Les députés ont permis aux coopératives agricoles de constituer une provision comptable qu’elles pourront débloquer en cas de survenance d’un aléa agricole ou climatique.
Des guichets uniques pour simplifier les démarches des agriculteurs sinistrés
Pour simplifier les démarches des agriculteurs, les assureurs pourront jouer le rôle de guichet unique en versant les indemnités au titre des contrats d’assurance récolte et au titre de la solidarité nationale à leurs clients. Pour les agriculteurs non assurés, les indemnités versées grâce aux fonds publics le seront par l’État et un réseau d’interlocuteurs agréés. La caisse centrale de réassurance (CCR) pourra intervenir en tant que réassureur public.
Une nouvelle instance de dialogue est instituée au sein du Comité national de gestion des risques en agriculture : la commission chargée de l’orientation et du développement des assurances garantissant les dommages causés aux récoltes (CODAR).

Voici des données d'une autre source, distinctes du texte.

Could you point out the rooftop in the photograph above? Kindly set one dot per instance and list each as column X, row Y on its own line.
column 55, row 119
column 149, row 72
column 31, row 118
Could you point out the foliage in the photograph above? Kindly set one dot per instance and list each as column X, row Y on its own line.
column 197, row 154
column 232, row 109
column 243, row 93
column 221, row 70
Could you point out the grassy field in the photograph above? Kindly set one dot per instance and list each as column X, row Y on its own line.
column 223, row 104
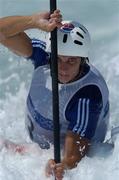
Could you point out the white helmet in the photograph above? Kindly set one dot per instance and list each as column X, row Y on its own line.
column 73, row 40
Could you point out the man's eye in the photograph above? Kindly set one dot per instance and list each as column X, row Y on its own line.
column 72, row 61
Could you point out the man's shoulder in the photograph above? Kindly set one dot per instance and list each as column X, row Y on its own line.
column 38, row 43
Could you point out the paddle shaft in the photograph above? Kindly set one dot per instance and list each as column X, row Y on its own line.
column 54, row 74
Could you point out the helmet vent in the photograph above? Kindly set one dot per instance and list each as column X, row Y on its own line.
column 78, row 42
column 82, row 30
column 65, row 38
column 79, row 34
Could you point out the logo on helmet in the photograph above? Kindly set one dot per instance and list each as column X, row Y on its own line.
column 67, row 28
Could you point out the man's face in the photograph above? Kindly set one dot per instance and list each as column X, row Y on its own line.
column 68, row 68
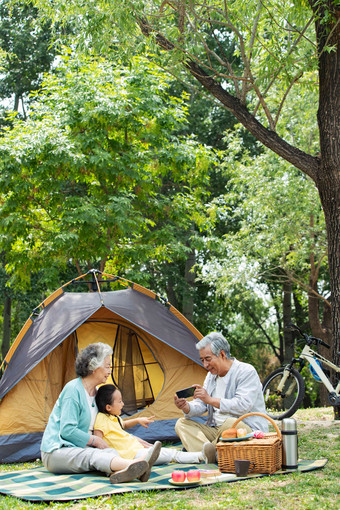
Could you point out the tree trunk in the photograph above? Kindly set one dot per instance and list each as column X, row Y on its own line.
column 188, row 296
column 328, row 179
column 6, row 334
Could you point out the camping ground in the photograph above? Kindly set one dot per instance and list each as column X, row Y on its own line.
column 319, row 437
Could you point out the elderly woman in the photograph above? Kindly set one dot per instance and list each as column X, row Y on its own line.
column 68, row 444
column 231, row 388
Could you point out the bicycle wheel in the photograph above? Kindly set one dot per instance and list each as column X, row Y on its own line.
column 284, row 403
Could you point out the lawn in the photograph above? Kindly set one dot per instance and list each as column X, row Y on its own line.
column 319, row 437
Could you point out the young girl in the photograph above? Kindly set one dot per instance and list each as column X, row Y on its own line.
column 110, row 427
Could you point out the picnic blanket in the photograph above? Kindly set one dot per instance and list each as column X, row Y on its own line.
column 38, row 484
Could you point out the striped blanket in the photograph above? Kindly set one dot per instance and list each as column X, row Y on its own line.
column 38, row 484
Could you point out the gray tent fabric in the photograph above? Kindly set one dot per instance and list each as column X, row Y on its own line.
column 66, row 313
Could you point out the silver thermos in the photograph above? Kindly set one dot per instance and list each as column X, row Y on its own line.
column 289, row 444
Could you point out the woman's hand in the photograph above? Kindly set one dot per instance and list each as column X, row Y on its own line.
column 97, row 441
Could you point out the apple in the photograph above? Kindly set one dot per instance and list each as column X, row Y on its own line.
column 193, row 475
column 178, row 476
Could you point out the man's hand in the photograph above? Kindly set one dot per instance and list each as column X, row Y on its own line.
column 182, row 404
column 202, row 394
column 145, row 421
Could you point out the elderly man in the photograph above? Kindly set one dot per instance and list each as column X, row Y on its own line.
column 231, row 388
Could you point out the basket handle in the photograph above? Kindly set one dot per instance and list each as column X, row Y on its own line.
column 263, row 416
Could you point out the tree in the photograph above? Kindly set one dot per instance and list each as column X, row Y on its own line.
column 27, row 52
column 95, row 174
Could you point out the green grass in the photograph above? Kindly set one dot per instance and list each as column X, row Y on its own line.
column 319, row 437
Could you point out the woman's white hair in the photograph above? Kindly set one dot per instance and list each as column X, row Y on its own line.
column 217, row 344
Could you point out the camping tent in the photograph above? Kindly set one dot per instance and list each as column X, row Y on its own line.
column 154, row 355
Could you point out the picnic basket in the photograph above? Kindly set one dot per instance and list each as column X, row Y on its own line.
column 265, row 453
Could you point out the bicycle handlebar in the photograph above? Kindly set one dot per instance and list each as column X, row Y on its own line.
column 309, row 339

La loi habilite le gouvernement à compléter le système par ordonnances. La création, sur le modèle espagnol, d’un groupement ou pool d’assureurs souhaitant proposer des contrats d’assurance récolte est notamment prévue.
Des dispositions transitoires règlent l’entrée en application de la réforme s’agissant des contrats d’assurance en cours.
Sur amendent des députés, un bilan de la réforme devra être présenté par le gouvernement dans un délai de quatre ans. Le gouvernement devra également établir un rapport dans les six mois de la loi sur les actions et pistes d’évolution à envisager aux niveaux européen et national dans les années à venir pour adapter les outils de gestion des risques climatiques en agriculture.
Le gouvernement est, en outre, habilité à fixer par ordonnance les conditions d’un nouveau régime pour les agriculteurs dans les outre-mer.
Une dernière disposition, qui bénéficiera en particulier aux agriculteurs, complète le texte. Elle permet aux assureurs de prévoir des conditions de couverture différentes pour la garantie tempête et la garantie incendie dans les contrats d’assurance portant sur des biens professionnels.